La transición política que atraviesa Venezuela, tras el arresto de Nicolás Maduro y bajo una conducción tutelada por Estados Unidos, ha puesto nuevamente en el centro del debate a figuras clave del correísmo ecuatoriano. Patricio Rivera y Fausto Herrera, exministros de Finanzas durante el gobierno de Rafael Correa, continúan desempeñándose como asesores económicos del alto poder venezolano. Esto ocurre en un contexto marcado por la crisis estructural, la incertidumbre política y un frágil intento de estabilización económica.

Patricio Rivera y Fausto Herrera fueron actores centrales de la política económica ecuatoriana durante la década correísta. Hoy, sus nombres resurgen vinculados a la economía venezolana como asesores de la presidenta interina Delcy Rodríguez. Esto es según revelaron fuentes cercanas al entorno gubernamental de Caracas al boletín Diligence, del analista Sebastián Angulo.
Esta continuidad técnica refleja cómo economistas con experiencia regional siguen siendo considerados piezas estratégicas, incluso en medio de un cambio político profundo. Su rol no es menor: forman parte del equipo que ha diseñado y ejecutado ajustes macroeconómicos tras el colapso financiero venezolano.
Delcy Rodríguez y la consolidación del poder económico
Un análisis reciente de The New York Times señala que Delcy Rodríguez ya controlaba los principales resortes de la política económica venezolana incluso antes del arresto de Maduro. Su ascenso no fue abrupto. Fue el resultado de una acumulación progresiva de funciones clave, especialmente en el manejo del gabinete económico y en la toma de decisiones estratégicas.
El medio estadounidense sostiene que Rodríguez se apoyó en un equipo técnico con mayor apertura a mecanismos de mercado. Además, en asesores extranjeros, entre ellos los ecuatorianos Rivera y Herrera, para evitar un colapso total del Estado.

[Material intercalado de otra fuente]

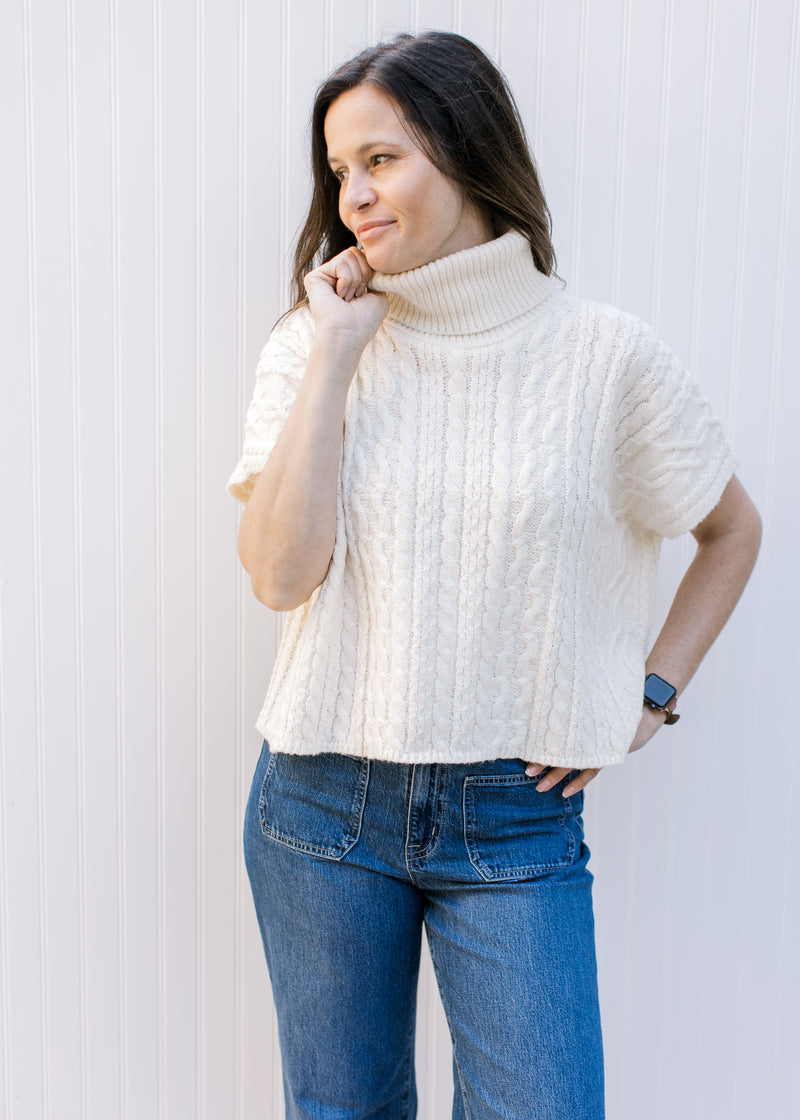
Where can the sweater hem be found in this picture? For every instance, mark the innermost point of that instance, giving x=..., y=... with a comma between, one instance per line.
x=431, y=757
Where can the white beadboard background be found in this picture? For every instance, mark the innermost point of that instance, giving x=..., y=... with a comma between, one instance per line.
x=154, y=176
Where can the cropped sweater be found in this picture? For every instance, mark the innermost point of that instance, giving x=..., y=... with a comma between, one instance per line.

Continuidad técnica en medio del giro político
El reciente nombramiento de Calixto Ortega Sánchez como vicepresidente del área económica no alteró el núcleo de asesores externos que acompaña a Rodríguez. Para analistas, esto confirma una señal clara: más allá del giro político y del nuevo escenario geopolítico, se apuesta por la continuidad técnica.
Sebastián Angulo resume esta lectura señalando que la permanencia de Rivera y Herrera refuerza la idea de que Venezuela busca estabilidad económica. Esto es a través de un andamiaje técnico ya probado, pese a los cambios de poder.
Pragmatismo económico tras el colapso venezolano
Según The New York Times, la estrategia económica impulsada por Rodríguez no implicó una ruptura ideológica total, sino un viraje pragmático. Se relajaron controles, se toleraron mecanismos de mercado y se abrió espacio al sector privado. Todo como respuesta a una crisis marcada por hiperinflación, escasez y sanciones internacionales.
En este esquema, los asesores extranjeros jugaron un papel clave en la implementación de medidas sensibles. Estas medidas estaban diseñadas para ganar margen de maniobra frente a actores internacionales, en especial Washington.
¿Está mejorando la economía venezolana?
Evaluar el estado real de la economía venezolana sigue siendo complejo debido a la falta de estadísticas confiables y a la opacidad del régimen. Las proyecciones internacionales muestran resultados diametralmente opuestos:
- La Cepal estima que la economía venezolana habría crecido 6,5% y proyecta un crecimiento del 3% en 2026.
- El Fondo Monetario Internacional (FMI), en cambio, apenas reconoce un crecimiento de 0,5% y prevé una caída de -3% para 2026.
Ambas estimaciones fueron elaboradas antes del arresto de Maduro y del inicio formal de la transición dirigida por Estados Unidos. Esto añade aún más incertidumbre al panorama.
Petróleo, inflación y el peso de la crisis estructural
Entre 2015 y 2022, la economía venezolana sufrió una caída acumulada del 107,3% de su PIB. Incluso en el mejor escenario, en 2025 el país aún estaría 91% por debajo de los niveles de 2013.
La inflación continúa siendo uno de los principales flagelos. Para 2025, el FMI calcula un aumento de precios del 549%, mientras que en el mejor de los casos podría haberse reducido al 250%. La proyección vuelve a ser alarmante: 682% de inflación anual.
Para dimensionar el impacto, un solo mes de inflación venezolana en 2026 —estimado en 57%— equivaldría a más de 22 años de inflación acumulada en Ecuador.
Un futuro aún incierto
Economistas coinciden en que el rumbo económico de Venezuela dependerá, en gran medida, de la recuperación de la producción petrolera. También, de la profundidad de las medidas de apertura económica que impulse Delcy Rodríguez junto a su equipo técnico. Sin embargo, el legado de años de crisis, hiperinflación y destrucción productiva convierte cualquier proyección en un escenario altamente incierto.